AI’s Growth Raises Concerns over Water Consumption in Data Centers


TEHRAN (Tasnim) – As artificial intelligence advances rapidly, the environmental impact of the technology is increasingly under scrutiny, particularly its high demands on water and energy resources in data centers.

Once a subject of science fiction, artificial intelligence (AI) has become a regular topic of conversation over the past two years. This shift has brought widespread attention to the environmental challenges associated with AI, especially the large amounts of water and energy required to train and run these systems.

A recent report highlighted that water consumption in Northern Virginia’s data centers—the largest cluster in the world—has risen by two-thirds in the past five years.

Researchers estimate that each interaction with AI models like ChatGPT requires the equivalent of a 500 ml bottle of water for a conversation of 20-50 questions, depending on where and when the AI is deployed.

Moreover, the report focused on GPT-3, which has 175 billion parameters. The newer GPT-4 model, with 1.7 to 1.8 trillion parameters, could potentially use even more resources. According to OpenAI's Trevor Cai, models are only expected to grow larger.

Although this raises concerns about power consumption in data centers, the same might not necessarily be true for water use.

It’s important to clarify that data centers don’t "consume" water in the traditional sense.
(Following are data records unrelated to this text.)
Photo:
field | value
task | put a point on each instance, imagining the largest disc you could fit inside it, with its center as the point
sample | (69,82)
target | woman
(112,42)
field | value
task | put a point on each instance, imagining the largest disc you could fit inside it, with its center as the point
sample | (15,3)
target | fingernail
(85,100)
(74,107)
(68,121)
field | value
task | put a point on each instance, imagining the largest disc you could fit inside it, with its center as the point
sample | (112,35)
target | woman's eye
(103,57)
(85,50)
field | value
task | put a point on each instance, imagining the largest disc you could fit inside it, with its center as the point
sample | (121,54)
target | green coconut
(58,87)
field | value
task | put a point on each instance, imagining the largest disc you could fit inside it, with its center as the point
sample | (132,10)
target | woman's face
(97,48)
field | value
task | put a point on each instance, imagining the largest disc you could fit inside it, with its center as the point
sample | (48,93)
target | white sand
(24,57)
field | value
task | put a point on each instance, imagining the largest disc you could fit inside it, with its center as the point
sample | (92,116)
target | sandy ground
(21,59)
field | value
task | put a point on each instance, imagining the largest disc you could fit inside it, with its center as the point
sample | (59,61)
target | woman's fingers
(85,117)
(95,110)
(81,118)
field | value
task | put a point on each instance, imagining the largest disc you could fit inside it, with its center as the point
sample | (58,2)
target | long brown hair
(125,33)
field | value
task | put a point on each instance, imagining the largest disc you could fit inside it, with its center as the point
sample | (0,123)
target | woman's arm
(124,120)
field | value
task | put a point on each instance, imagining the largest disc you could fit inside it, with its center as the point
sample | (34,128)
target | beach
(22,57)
Rather, water is removed from the local environment and not returned. Also, the AI infrastructure itself doesn't consume water directly; air handling systems, specifically evaporative or "swamp" coolers, are primarily responsible for the high water usage in data centers.

These evaporative coolers prevent servers from overheating by using water to cool the air. However, their use is a design choice and not universal. In colder regions, dry cooling systems or "free cooling" can be more suitable, while refrigerant-based systems are often favored in warmer, drought-prone areas.

For example, Microsoft has opted for refrigerant-based cooling in its Arizona data center after resolving a wastewater dispute with the city of Goodyear.

Alternative cooling methods, though available, usually result in higher energy consumption, which is a growing concern as data centers already face power shortages.

When it comes to new data centers, the decision to use water-intensive evaporative cooling is often driven by financial considerations. Hyperscale companies tend to prioritize cost-efficiency, and water is highly effective at removing heat, resulting in reduced electricity costs and allowing for denser facility builds in areas with limited power supplies.

In areas where water is cheaper and more accessible, such as the Great Lakes region, data center operators are likely to opt for evaporative cooling.

However, the increasing scale of AI models is pushing for new cooling technologies. Nvidia’s Grace Blackwell Superchips, for example, require direct liquid cooling (DLC) due to their high energy demands. While DLC is more energy-efficient than traditional fan systems, it poses challenges for data centers not equipped for retrofitting.

Despite these challenges, the shift to liquid cooling could eventually reduce water usage. Dry coolers, used in conjunction with DLC, can be more efficient than evaporative coolers. Additionally, the potential to reuse heat from liquid-cooled systems presents an opportunity for sustainability, as demonstrated in hypothetical models where AI training could support agricultural operations like greenhouses.

However, until liquid cooling becomes more widespread, concerns about data center water consumption are likely to persist.